Clips of the democrat ‘equality’ town hall debate are showing up on twitter, cut into bite sized bits so that you don’t have to endure the whole thing. You can scroll through and watch the pronoun extravaganza and Beto explain how churches should lose their tax-exempt status. Eventually you will come to a clip of a tall African American person taking the mic from a shorter Asian person and saying a lot of things about how trans black women are being systematically killed. No one on the stage asked for any proof of this. Instead they tried to instill calm by explaining that they desired very much to hear all that was being said. Goodness it’s hard to write without using all the pronouns. The interrupting person seemed vaguely disarmed, made a final angry stand, and then retreated back into the audience.
Two things said by this person caught my ear. The first was the claim of fatigue. “I am tired, I’m so tired,” said the person. The second thing the person said was, “I’m an extraordinary black trans woman and I deserve to be here.” Mr. Lemon began to try to get the microphone back, which he eventually did, while Beto stood by foolishly grinning and the audience applauded.
Fortunately for me, I had been glancing over the lections for this morning, as is my habit on a Saturday evening. I like to know what’s coming. I like to steel myself against the day. I like to know what kind of terrible things Jesus might say that will knock me over. This morning it’s the dark, cloud-laden sky threatening the lives of three bereft women—Ruth, Naomi, and Orpah. They stand there in the field, fatigued by grief, hopeless about the future, with nothing productive to do to climb out of the despair.
I said in my book (I’m working on it, I’m working on it) that Naomi and Ruth and Orpah are the perfect picture of women in our day. The men are all inclined to fail all the women. They either die, or leave on purpose, or wander away, or are essentially useless, or worse, malign. You can’t count on them to be there when you most need them.* One might note that now they can also abdicate by becoming women and being congratulated for their bravery. It’s a strange twisting way out. Of course, the husbands of these three women couldn’t help it. They didn’t die on purpose. It just happened, as death does. But their death makes Ruth and Naomi’s situation particularly modern in flavor. The single woman, alone, having to pull herself together and just cope, is there every day in every community, in every church, in every twitter feed.
Who will help? Well, lots of people want the government to. But the government is a helpless mess. Friends and neighbors should help. But the grief and the need are so great. The church should, and tries to, but the church is made up of broken, needy, sinful people. Who will help? Naomi tells her daughters in law to go home to the families they do have and try again to find husbands. The striking nature of their desolation, though, is there even in her plea—go back to your mother’s house. Have they lost their fathers also?
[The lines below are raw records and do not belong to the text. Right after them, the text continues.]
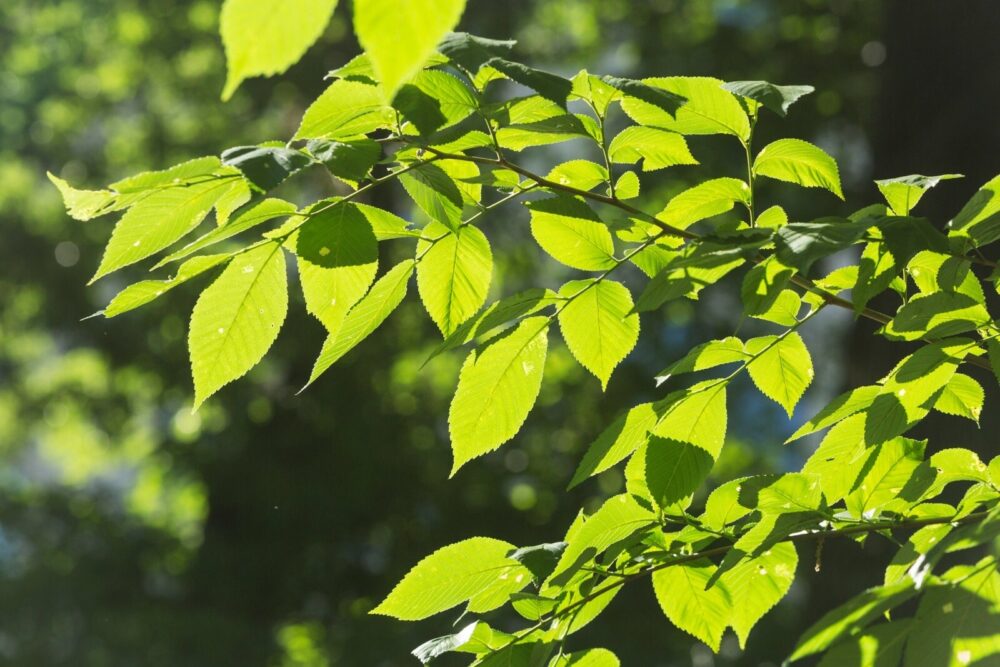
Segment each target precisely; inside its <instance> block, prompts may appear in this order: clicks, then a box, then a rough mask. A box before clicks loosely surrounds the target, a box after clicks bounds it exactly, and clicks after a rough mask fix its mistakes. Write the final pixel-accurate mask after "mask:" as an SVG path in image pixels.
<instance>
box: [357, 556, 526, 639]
mask: <svg viewBox="0 0 1000 667" xmlns="http://www.w3.org/2000/svg"><path fill="white" fill-rule="evenodd" d="M513 550H514V545H513V544H509V543H507V542H504V541H502V540H494V539H491V538H488V537H472V538H469V539H467V540H462V541H461V542H456V543H455V544H451V545H449V546H446V547H442V548H441V549H438V550H437V551H435V552H434V553H432V554H431V555H429V556H427V557H426V558H424V559H423V560H421V561H420V562H419V563H417V564H416V565H414V566H413V569H411V570H410V571H409V572H407V573H406V576H405V577H403V580H402V581H400V582H399V583H398V584H396V587H395V588H393V589H392V592H391V593H389V595H388V596H386V598H385V600H383V601H382V602H381V603H380V604H379V605H378V606H377V607H375V608H374V609H372V610H371V613H372V614H381V615H383V616H392V617H393V618H398V619H400V620H402V621H419V620H421V619H424V618H427V617H428V616H433V615H434V614H437V613H440V612H442V611H446V610H448V609H451V608H452V607H454V606H456V605H459V604H461V603H463V602H465V601H466V600H468V599H469V598H471V597H473V596H474V595H476V594H477V593H479V592H480V591H482V590H483V589H485V588H487V587H488V586H489V585H490V584H492V583H493V582H494V581H496V580H497V579H498V578H503V577H504V575H505V574H509V573H510V572H511V571H513V570H517V569H523V567H522V566H521V564H520V563H518V562H517V561H516V560H513V559H512V558H510V557H509V554H510V552H512V551H513ZM522 576H523V575H522Z"/></svg>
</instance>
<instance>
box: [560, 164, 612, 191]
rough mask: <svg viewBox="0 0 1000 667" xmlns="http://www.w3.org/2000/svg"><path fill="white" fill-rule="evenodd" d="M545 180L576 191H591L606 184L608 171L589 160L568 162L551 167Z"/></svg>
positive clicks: (600, 165) (597, 164)
mask: <svg viewBox="0 0 1000 667" xmlns="http://www.w3.org/2000/svg"><path fill="white" fill-rule="evenodd" d="M545 178H546V179H548V180H550V181H552V182H553V183H558V184H560V185H568V186H570V187H573V188H576V189H577V190H593V189H594V188H596V187H597V186H598V185H601V184H602V183H607V182H608V170H607V169H605V168H604V167H602V166H601V165H599V164H597V163H596V162H591V161H590V160H570V161H569V162H563V163H562V164H560V165H556V166H555V167H553V168H552V170H551V171H550V172H549V173H548V175H547V176H546V177H545Z"/></svg>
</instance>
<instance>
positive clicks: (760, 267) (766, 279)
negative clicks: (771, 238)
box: [740, 257, 794, 317]
mask: <svg viewBox="0 0 1000 667" xmlns="http://www.w3.org/2000/svg"><path fill="white" fill-rule="evenodd" d="M792 273H794V272H793V271H792V269H790V268H788V267H787V266H785V265H784V264H782V263H781V262H779V261H777V258H776V257H768V258H767V259H766V260H764V261H763V262H760V263H759V264H757V265H756V266H754V267H753V268H752V269H750V270H749V271H747V274H746V276H745V277H744V278H743V284H742V286H741V287H740V297H741V298H742V299H743V311H744V312H745V313H746V314H747V315H749V316H751V317H759V316H762V315H765V314H766V313H768V312H769V311H770V310H771V309H772V308H773V307H774V305H775V303H776V302H777V301H778V299H779V297H780V296H781V294H782V292H784V290H785V286H786V285H787V284H788V281H789V279H790V278H791V277H792Z"/></svg>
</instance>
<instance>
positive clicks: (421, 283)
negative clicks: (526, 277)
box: [417, 222, 493, 337]
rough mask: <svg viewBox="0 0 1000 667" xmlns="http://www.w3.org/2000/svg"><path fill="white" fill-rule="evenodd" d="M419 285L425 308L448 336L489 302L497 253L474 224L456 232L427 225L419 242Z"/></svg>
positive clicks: (435, 224) (438, 328)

Orpah goes, because women always do and always can survive whether or not there are any men around to help them. Grit, determination, sheer drive are what’s needed to overcome so much loss and poverty. Maybe help isn’t what’s needed, maybe we can all just help ourselves.
An alternate way is there, however. We can see it in the difference between Ruth—who does something contrary to the abiding inclinations of all of humanity—and the person on the stage shouting, “I am extraordinary…I deserve to be here.” What does Ruth say? Does she lash out in anger? Does she explain how everyone should see her and what they owe her? Does she demand something?
Her actual words are hauntingly beautiful. Traces of them are found all over the rest of the Bible. Around Eastertide I caught a glimpse of them falling even from the mouth of our Lord. ‘Don’t cling to me right now,’ he said to his grieving friend, Mary, ‘I am going to my God and your God.’ Ruth, though poor, though alone, though an outsider, pledges herself to what amounts to a sure and certain death. She will go away from her language, her family, her home. She will be a stranger in a strange land. She will adopt another people, will serve and worship their God. Naomi stops pressuring her to go and accepts her, and the two go together back to the land of what feels like a thousand broken promises.
Ruth is extraordinary but not because of who she is, not because of her grit and her glory. She is strange because she sees who God is and wants to be with him anyway. She feels the poverty, she tastes the grief and bitterness, and in a brilliant flash of understanding, she sees Naomi’s faith in a true and living God. Ruth is the one leper, from this morning’s gospel, who, on the way to the priests, discovers that he is well and immediately turns round to find Jesus, who he sees and knows is the true source of his healing. Of the ten, only one understood what kind of healing Jesus had accomplished.
It is the healing of salvation. It is the gleaning of hope. It’s the help of a God who “raises the poor from the dust and lifts the needy from the ash heap,” a Man who didn’t just die, as all men so disappointingly do, but who rose up from the grave, overturning death forever.
If you only could be one person this morning, be Ruth. Grab hold of Jesus.
*I’m making a too broad generalization to illustrate both the way the culture feels about men, and the actual circumstances of actual women. Of course there are real men who show up and care for the weak, and for their families, and for the church. I’m married to one.